%windir%\Microsoft.NET\assembly\ is the new GAC. Does it mean now we have to manage two GACs, one for .NET 2.0-3.5 applications and the other for .NET 4.0 applications?
The question is, why?
Yes since there are 2 distinct Global Assembly Cache (GAC), you will have to manage each of them individually.
In .NET Framework 4.0, the GAC went through a few changes. The GAC was split into two, one for each CLR.
The CLR version used for both .NET Framework 2.0 and .NET Framework 3.5 is CLR 2.0. There was no need in the previous two framework releases to split GAC. The problem of breaking older applications in Net Framework 4.0.
To avoid issues between CLR 2.0 and CLR 4.0 , the GAC is now split into private GAC’s for each runtime.The main change is that CLR v2.0 applications now cannot see CLR v4.0 assemblies in the GAC.
It seems to be because there was a CLR change in .NET 4.0 but not in 2.0 to 3.5. The same thing happened with 1.1 to 2.0 CLR. It seems that the GAC has the ability to store different versions of assemblies as long as they are from the same CLR. They do not want to break old applications.
See the following information in MSDN about the GAC changes in 4.0.
For example, if both .NET 1.1 and .NET 2.0 shared the same GAC, then a .NET 1.1 application, loading an assembly from this shared GAC, could get .NET 2.0 assemblies, thereby breaking the .NET 1.1 application
The CLR version used for both .NET Framework 2.0 and .NET Framework 3.5 is CLR 2.0. As a result of this, there was no need in the previous two framework releases to split the GAC. The problem of breaking older (in this case, .NET 2.0) applications resurfaces in Net Framework 4.0 at which point CLR 4.0 released. Hence, to avoid interference issues between CLR 2.0 and CLR 4.0, the GAC is now split into private GACs for each runtime.
As the CLR is updated in future versions you can expect the same thing. If only the language changes then you can use the same GAC.
Mark Miller said... June 28, 2010 12:13 PM
Thanks for the post. "Interference issues" was intentionally vague.
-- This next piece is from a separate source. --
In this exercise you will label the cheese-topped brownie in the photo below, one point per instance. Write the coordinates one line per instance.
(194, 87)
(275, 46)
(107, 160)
At the time of writing, the issues were still being investigated, but it was clear there were several broken scenarios.
For instance, some applications use Assemby.LoadWithPartialName to load the highest version of an assembly. If the highest version was compiled with v4, then a v2 (3.0 or 3.5) app could not load it, and the app would crash, even if there were a version that would have worked. Originally, we partitioned the GAC under it's original location, but that caused some problems with windows upgrade scenarios. Both of these involved code that had already shipped, so we moved our (version-partitioned GAC to another place.
This shouldn't have any impact to most applications, and doesn't add any maintenance burden. Both locations should only be accessed or modified using the native GAC APIs, which deal with the partitioning as expected. The places where this does surface are through APIs that expose the paths of the GAC such as GetCachePath, or examining the path of mscorlib loaded into managed code.
It's worth noting that we modified GAC locations when we released v2 as well when we introduced architecture as part of the assembly identity. Those added GAC_MSIL, GAC_32, and GAC_64, although all still under %windir%\assembly. Unfortunately, that wasn't an option for this release.
Hope it helps future readers.
It doesn't make a lot of sense, the original GAC was already quite capable of storing different versions of assemblies. And there's little reason to assume a program will ever accidentally reference the wrong assembly, all the .NET 4 assemblies got the [AssemblyVersion] bumped up to 126.96.36.199. The new in-process side-by-side feature should not change this.
My guess: there were already too many .NET projects out there that broke the "never reference anything in the GAC directly" rule. I've seen it done on this site several times.
Only one way to avoid breaking those projects: move the GAC. Back-compat is sacred at Microsoft.